Wednesday, 8 March 2017
1493 Lewis Harcourt
Constituency : Rossendale 1904-17
Lewis retained Rossendale for the Liberals after the resignation of Sir William Mather. I didn't have to look up the dates for his tenure as Lewis is the first of a cluster of MPs that featured in my dissertation at University.
Lewis was the only son of William Harcourt to survive infancy. was in delicate health as a boy and father and son had a very close relationship, Lewis's mother having died soon after his birth. He was educated at Eton. The family estates enabled him to be a full time politician. He served as his father's private secretary and became known as a great intriguer and wirepuller on his father's behalf. He helped keep his father in the Liberal Party in 1886. He acquired the unflattering nickname of "Loulou". He tried to secure his father's accession to the leadership in 1894 earning only the lifelong enmity of Rosebery. He was a loyal supporter of Campbell-Bannerman after his father resigned the Commons leadership .His father's failing health in 1904 prompted him to enter Parliament himself.
Campbell-Bannerman made him First Commissioner of Works and admitted him to the Cabinet in 1907. Lewis made notes during Cabinet meetings in defiance of convention and Asquith's express instructions. He and Asquith were near neighbours in Oxfordshire and held similar opinions most notably on female suffrage. .Despite claiming Radical credentials he disliked and obstructed many of the provisions in the People's Budget.

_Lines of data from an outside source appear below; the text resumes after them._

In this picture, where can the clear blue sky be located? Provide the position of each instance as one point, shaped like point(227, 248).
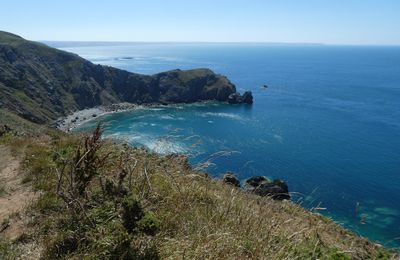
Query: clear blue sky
point(314, 21)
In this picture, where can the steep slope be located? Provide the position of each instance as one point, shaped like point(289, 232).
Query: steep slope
point(40, 83)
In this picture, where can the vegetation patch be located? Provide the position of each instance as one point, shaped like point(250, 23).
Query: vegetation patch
point(101, 200)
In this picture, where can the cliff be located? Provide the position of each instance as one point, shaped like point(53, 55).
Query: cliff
point(40, 83)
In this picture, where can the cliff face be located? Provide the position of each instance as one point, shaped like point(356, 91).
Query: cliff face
point(40, 83)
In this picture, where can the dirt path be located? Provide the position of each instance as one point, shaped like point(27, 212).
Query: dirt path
point(14, 195)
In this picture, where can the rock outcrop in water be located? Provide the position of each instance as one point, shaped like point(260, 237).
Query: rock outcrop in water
point(236, 98)
point(277, 189)
point(231, 179)
point(41, 84)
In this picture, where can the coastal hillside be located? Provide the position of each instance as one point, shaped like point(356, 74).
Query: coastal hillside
point(40, 83)
point(67, 196)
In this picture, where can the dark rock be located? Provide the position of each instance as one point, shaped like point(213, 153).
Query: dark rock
point(235, 98)
point(231, 179)
point(247, 97)
point(4, 130)
point(75, 83)
point(276, 189)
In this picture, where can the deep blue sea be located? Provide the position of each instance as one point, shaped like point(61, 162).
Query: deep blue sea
point(328, 124)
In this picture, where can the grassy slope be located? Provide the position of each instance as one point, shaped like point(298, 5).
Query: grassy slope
point(186, 214)
point(40, 83)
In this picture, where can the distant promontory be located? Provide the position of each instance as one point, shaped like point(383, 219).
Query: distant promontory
point(41, 84)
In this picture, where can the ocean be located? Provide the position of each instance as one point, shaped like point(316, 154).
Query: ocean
point(328, 123)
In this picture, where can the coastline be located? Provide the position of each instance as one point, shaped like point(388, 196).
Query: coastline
point(77, 118)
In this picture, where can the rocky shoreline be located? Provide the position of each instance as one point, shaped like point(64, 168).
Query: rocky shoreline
point(68, 123)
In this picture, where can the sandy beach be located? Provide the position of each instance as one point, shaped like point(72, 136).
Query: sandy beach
point(79, 117)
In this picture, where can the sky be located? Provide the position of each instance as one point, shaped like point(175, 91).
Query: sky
point(355, 22)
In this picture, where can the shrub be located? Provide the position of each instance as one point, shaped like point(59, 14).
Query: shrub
point(132, 212)
point(149, 224)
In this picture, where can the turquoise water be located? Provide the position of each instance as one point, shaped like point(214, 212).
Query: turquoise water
point(329, 123)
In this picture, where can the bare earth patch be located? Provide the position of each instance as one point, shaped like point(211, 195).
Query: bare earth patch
point(14, 197)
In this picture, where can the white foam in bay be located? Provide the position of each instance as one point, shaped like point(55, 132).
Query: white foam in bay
point(223, 115)
point(162, 145)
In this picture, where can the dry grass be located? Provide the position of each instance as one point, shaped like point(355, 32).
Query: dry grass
point(200, 217)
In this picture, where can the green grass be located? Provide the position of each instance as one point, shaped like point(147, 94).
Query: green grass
point(162, 209)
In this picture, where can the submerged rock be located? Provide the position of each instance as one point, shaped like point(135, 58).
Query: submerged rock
point(236, 98)
point(247, 97)
point(276, 189)
point(231, 179)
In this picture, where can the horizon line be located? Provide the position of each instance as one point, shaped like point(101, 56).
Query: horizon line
point(220, 42)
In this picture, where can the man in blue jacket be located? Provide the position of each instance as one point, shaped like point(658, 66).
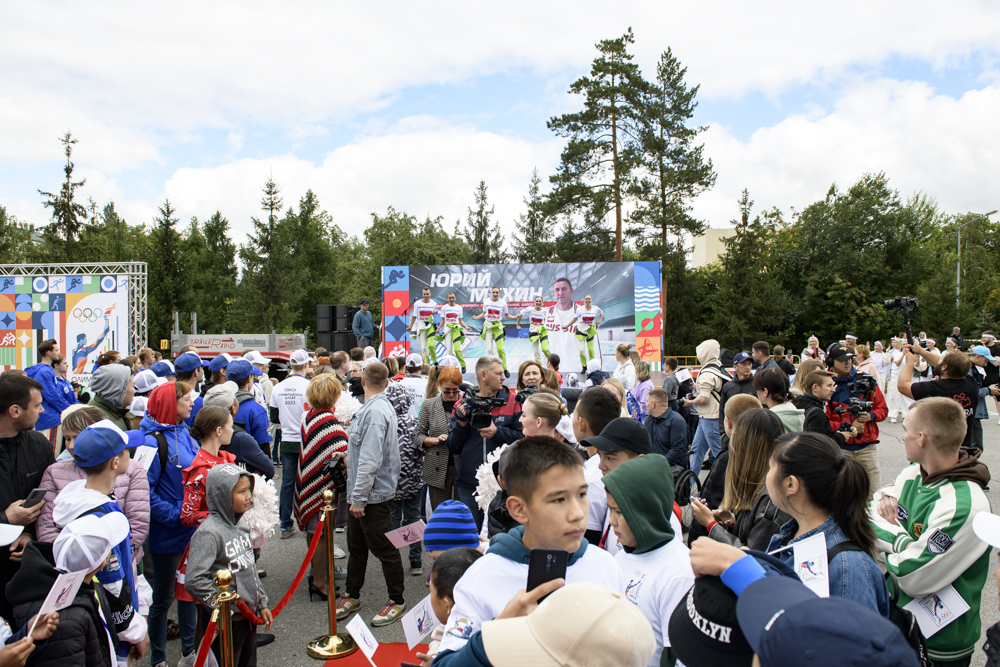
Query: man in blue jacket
point(54, 399)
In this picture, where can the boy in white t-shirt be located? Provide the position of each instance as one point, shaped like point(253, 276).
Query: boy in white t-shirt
point(656, 566)
point(548, 497)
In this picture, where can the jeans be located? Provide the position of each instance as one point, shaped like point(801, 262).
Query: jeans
point(286, 497)
point(467, 496)
point(164, 574)
point(403, 512)
point(707, 436)
point(368, 534)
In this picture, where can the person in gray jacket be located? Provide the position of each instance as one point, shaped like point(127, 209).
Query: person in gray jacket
point(223, 541)
point(372, 475)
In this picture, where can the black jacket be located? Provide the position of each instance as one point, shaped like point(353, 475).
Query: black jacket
point(23, 460)
point(816, 419)
point(80, 640)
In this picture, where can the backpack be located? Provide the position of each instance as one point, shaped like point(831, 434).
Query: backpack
point(901, 618)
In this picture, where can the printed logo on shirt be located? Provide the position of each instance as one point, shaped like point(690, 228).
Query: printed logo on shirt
point(939, 542)
point(462, 628)
point(634, 586)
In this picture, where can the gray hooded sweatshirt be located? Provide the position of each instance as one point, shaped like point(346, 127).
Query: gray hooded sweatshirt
point(222, 541)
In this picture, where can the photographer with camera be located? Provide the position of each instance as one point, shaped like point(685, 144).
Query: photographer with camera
point(480, 423)
point(857, 400)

In 1910 he became Colonial Secretary. He upset George V with his strident tone during the Home Rule crisis. A new port in Nigeria was named after him in 1912.
That year, Charles Hobhouse wrote of him "Harcourt has many attractive qualities : charming manners when he likes, a temper under good control , a hard worker but no one trusts him and everyone thinks that language is only employed by him to conceal his thought." Three years later he added "subtle, secretive and adroit and not very reliable or au fond courageous, does not interfere often in discussion but is fond of conversing with the P.M. in undertones".
Lewis initially supported British neutrality in World War One but was won round to Asquith's position.
When Asquith formed his coalition with the Tories, Lewis went back to being First Commissioner Of Works. He told Asquith he would not accept the Home Office when Simon resigned over conscription.
Lewis resigned along with Asquith in 1916 not least because his health was suffering after a decade in office. The following year was elevated to the peerage as Viscount Harcourt. Like Asquith he now accepted the inevitability of female suffrage.
Lewis was a trustee of the British Museum and the National Portrait Gallery. He enjoyed photography and gardening.
In a book in 1995 the gay former Tory MP and political columnist Matthew Parris claimed that Lewis was known to be a paedophile but protected by society up until 1921 when an incident became known to the police . He claims that Lewis's death in 1922 , aged 59, by accidental overdose, was actually a suicide that was hushed up by his friends. There was no hint of any of this in the Harcourt papers deposited in the Bodleian Library when I examined them in 1906.
In 2014 some of his diary extracts were included in a book about the causes of Britain's involvement in the First World War.